Event Detection
This repository is dedicated to the event detection task, which constitutes my Homework 1 for the course MULTILINGUAL NATURAL LANGUAGE PROCESSING, taught by Professor Roberto Navigli, as part of my Master’s in AI and Robotics at Sapienza University of Rome. The project explores three different approaches to event detection:
- Bidirectional LSTM (BiLSTM) without pre-trained word embeddings: Examines the baseline capabilities of BiLSTM in event detection.
- Bidirectional LSTM (BiLSTM) with pre-trained word embeddings: Investigates the impact of leveraging pre-trained embeddings on the model's performance.
- Bidirectional LSTM with Conditional Random Field (CRF): Assesses the combined approach for improved event classification accuracy.
Each method is meticulously analyzed to determine its effectiveness in accurately identifying events within the text, providing a holistic view of current techniques in the field.
Important
For Homework 2 on Coarse-Grained Word Sense Disambiguation (WSD) as part of my Multilingual NLP course, please visit the Coarse-Grained Word Sense Disambiguation (WSD) Repository.
Event detection (ED) is a task in Natural Language Processing (NLP) that aims to identify event triggers and categorize events mentioned in the text.
These event detection labels are based on the BIO format. The total number of labels according to BIO format is:
- B-Sentiment
- B-Scenario
- B-Change
- B-Possession
- B-Action
- I-Sentiment
- I-Scenario
- I-Change
- I-Possession
- I-Action
- O
This flow diagram illustrates the complete process of the event detection task.

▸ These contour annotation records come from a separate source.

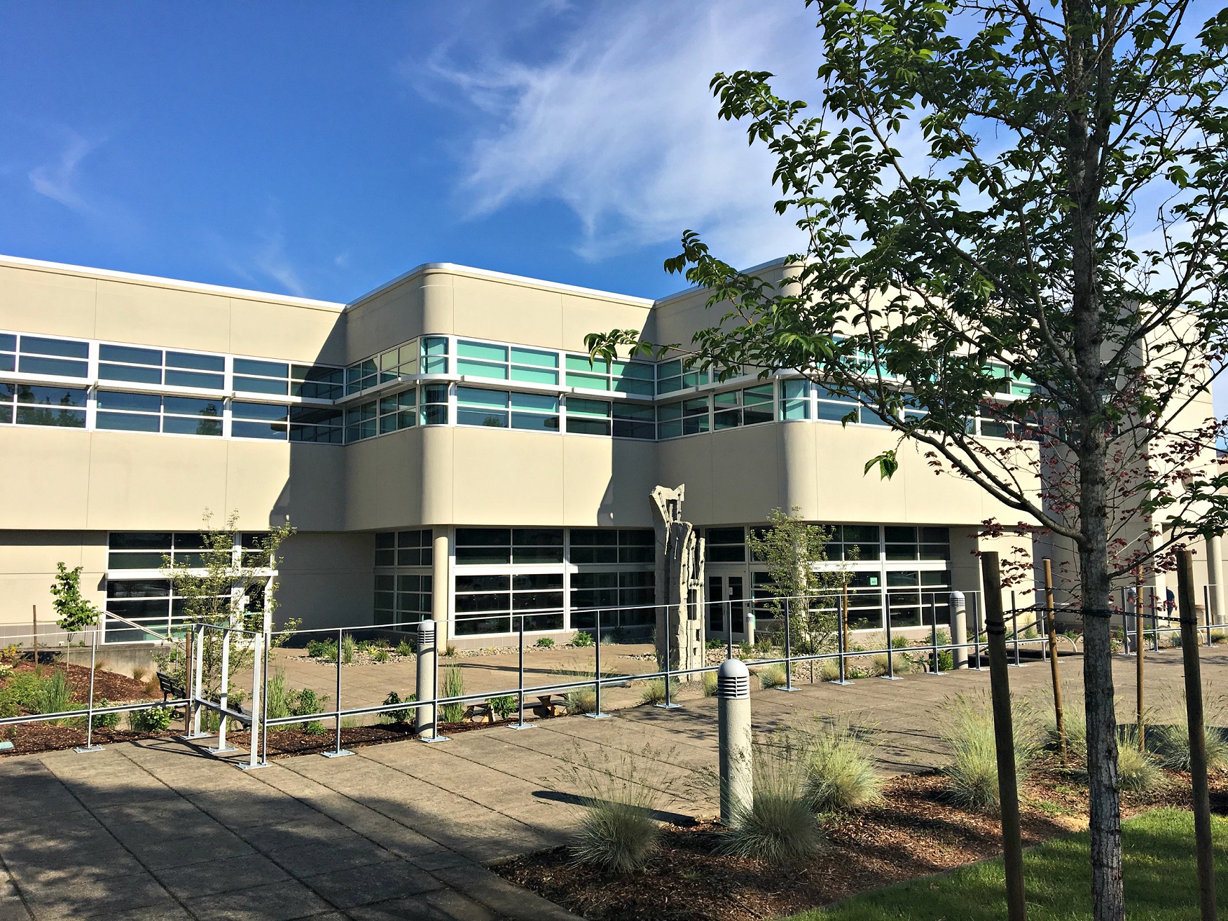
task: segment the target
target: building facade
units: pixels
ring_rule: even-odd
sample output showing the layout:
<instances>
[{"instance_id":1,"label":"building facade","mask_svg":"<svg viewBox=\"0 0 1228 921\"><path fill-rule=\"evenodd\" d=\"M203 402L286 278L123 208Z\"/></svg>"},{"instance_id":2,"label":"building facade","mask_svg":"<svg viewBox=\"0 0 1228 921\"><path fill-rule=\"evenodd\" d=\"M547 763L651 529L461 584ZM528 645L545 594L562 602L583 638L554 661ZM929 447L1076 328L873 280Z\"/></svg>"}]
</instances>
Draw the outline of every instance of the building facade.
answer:
<instances>
[{"instance_id":1,"label":"building facade","mask_svg":"<svg viewBox=\"0 0 1228 921\"><path fill-rule=\"evenodd\" d=\"M705 300L429 264L340 305L0 258L0 629L53 619L59 561L165 629L162 560L190 561L208 510L244 535L297 528L279 597L303 626L430 616L496 645L517 613L566 635L602 610L643 630L658 484L685 484L706 537L712 632L748 630L766 571L747 535L774 508L831 527L853 628L944 620L949 591L979 586L980 523L1017 516L907 447L893 479L866 476L895 436L797 375L716 383L585 351L612 328L689 341Z\"/></svg>"}]
</instances>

Our dataset is not in the form that we give to our model. We need to preprocess our training, testing, and development (Validation) data.
- The first step is to convert (training, development, and testing) tokens into lowercase because the capitalized forms of the words will give different embeddings from the lowercase forms.
- Then convert (training, testing, and development) tokens and labels into numbers. These tokens and labels need to be converted by taking training data (tokens and labels) unique values.
- All tokens and labels are not the same length. So, for that, we need to apply padding.
Due to the predominance of the "O" label in our dataset, we have a significant class imbalance. This can skew the accuracy metric, leading to misleadingly high performance when the model simply predicts the majority class.
To address this, we evaluate our models using the macro F1-score instead of accuracy. The macro F1-score considers both precision and recall for each class and then takes the average, treating all classes equally. This makes it a more suitable metric for datasets with imbalanced classes, ensuring that our models are evaluated fairly based on their ability to identify all labels accurately, not just the majority class.
In this task, I am considering three different approaches:
- Bidirectional LSTM (BiLSTM) without pre-trained word embedding
- Bidirectional LSTM (BiLSTM) with pre-trained word embedding
- Bidirectional LSTM with Conditional random field (CRF)
The model’s first approach utilizes a Bidirectional LSTM (BiLSTM) without pre-trained word embeddings. BiLSTM is advantageous as it processes data from both directions of the sequence, unlike traditional LSTM, enhancing the model’s ability to capture the sequential context of words and phrases. An embedding layer precedes the BiLSTM layer to facilitate the model’s understanding of linguistic relationships through word embeddings. Despite experimenting with various hyperparameters to improve the model’s F1 score, such as activation functions, optimizers, and dimensions of the embedding and BiLSTM layers, no significant increase in F1 score was observed. Consequently, the architecture was finalized as shown in the code snippet below. The model employs categorical cross-entropy loss with an ignore index for padding, suitable for predicting the dataset’s 11 distinct classes.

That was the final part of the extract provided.